Tentative signs of recovery in Ireland’s economy means it is likely to shrink by 9% this year if further stringent measures to contain the coronavirus are avoided but almost 14% if they are reimposed, the country’s central bank said on Friday.
Ireland, which has had the fastest growing economy in Europe in recent years, mostly completed a careful exit from lockdown this week but much of its services industry is operating at limited capacity and travel from abroad is severely restricted.

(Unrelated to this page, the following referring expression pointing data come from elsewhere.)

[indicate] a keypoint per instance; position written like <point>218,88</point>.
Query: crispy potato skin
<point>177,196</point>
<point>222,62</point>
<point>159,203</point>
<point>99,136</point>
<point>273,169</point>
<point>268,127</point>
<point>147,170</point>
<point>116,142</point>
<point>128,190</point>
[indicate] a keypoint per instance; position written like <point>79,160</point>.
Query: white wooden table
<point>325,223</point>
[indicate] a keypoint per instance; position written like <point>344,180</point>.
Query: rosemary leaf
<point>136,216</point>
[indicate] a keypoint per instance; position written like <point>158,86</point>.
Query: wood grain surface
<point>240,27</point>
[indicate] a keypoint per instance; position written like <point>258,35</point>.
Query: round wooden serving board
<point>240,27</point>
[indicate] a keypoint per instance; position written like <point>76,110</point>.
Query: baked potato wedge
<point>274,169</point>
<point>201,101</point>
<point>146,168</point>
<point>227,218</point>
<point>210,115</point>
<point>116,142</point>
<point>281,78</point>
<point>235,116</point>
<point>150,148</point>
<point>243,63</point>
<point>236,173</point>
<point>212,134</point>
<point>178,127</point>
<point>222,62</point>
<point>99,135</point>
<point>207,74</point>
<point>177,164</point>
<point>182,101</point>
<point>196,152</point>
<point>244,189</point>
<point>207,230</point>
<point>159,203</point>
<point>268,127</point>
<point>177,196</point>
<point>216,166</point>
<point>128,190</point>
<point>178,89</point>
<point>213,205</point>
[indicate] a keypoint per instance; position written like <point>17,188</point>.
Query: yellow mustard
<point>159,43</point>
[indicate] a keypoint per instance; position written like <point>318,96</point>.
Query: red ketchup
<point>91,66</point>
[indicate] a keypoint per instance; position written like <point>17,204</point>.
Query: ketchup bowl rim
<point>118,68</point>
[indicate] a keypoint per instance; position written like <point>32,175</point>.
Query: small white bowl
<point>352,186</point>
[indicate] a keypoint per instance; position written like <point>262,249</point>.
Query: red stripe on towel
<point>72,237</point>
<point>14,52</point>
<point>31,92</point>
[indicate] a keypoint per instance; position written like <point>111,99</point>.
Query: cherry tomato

The central bank’s baseline outcome was similar to the 8.3% drop in gross domestic product (GDP) it forecast in April and would see unemployment fall to 12.5% by the end of the year from 22.5% last month and an average of 7% in 2022 when output would recover to its pre-crisis level.
“While the magnitude of output losses would be lower in a second phase of containment than during the first, such losses would likely be more persistent and thus more damaging to the long-run potential growth rate of the economy,” the central bank said in its quarterly economic bulletin.
Both scenarios assume neighbouring Britain agrees a free trade agreement with the European Union with no tariffs and quotas on goods applying from January 2021.
Central Bank Director of Economics Mark Cassidy warned that the crisis could widen the rural and urban economic divide and that while more stimulus may be required to boost the recovery, the new government would also have to lay out a credible return to much lower and sustainable deficit and debt positions.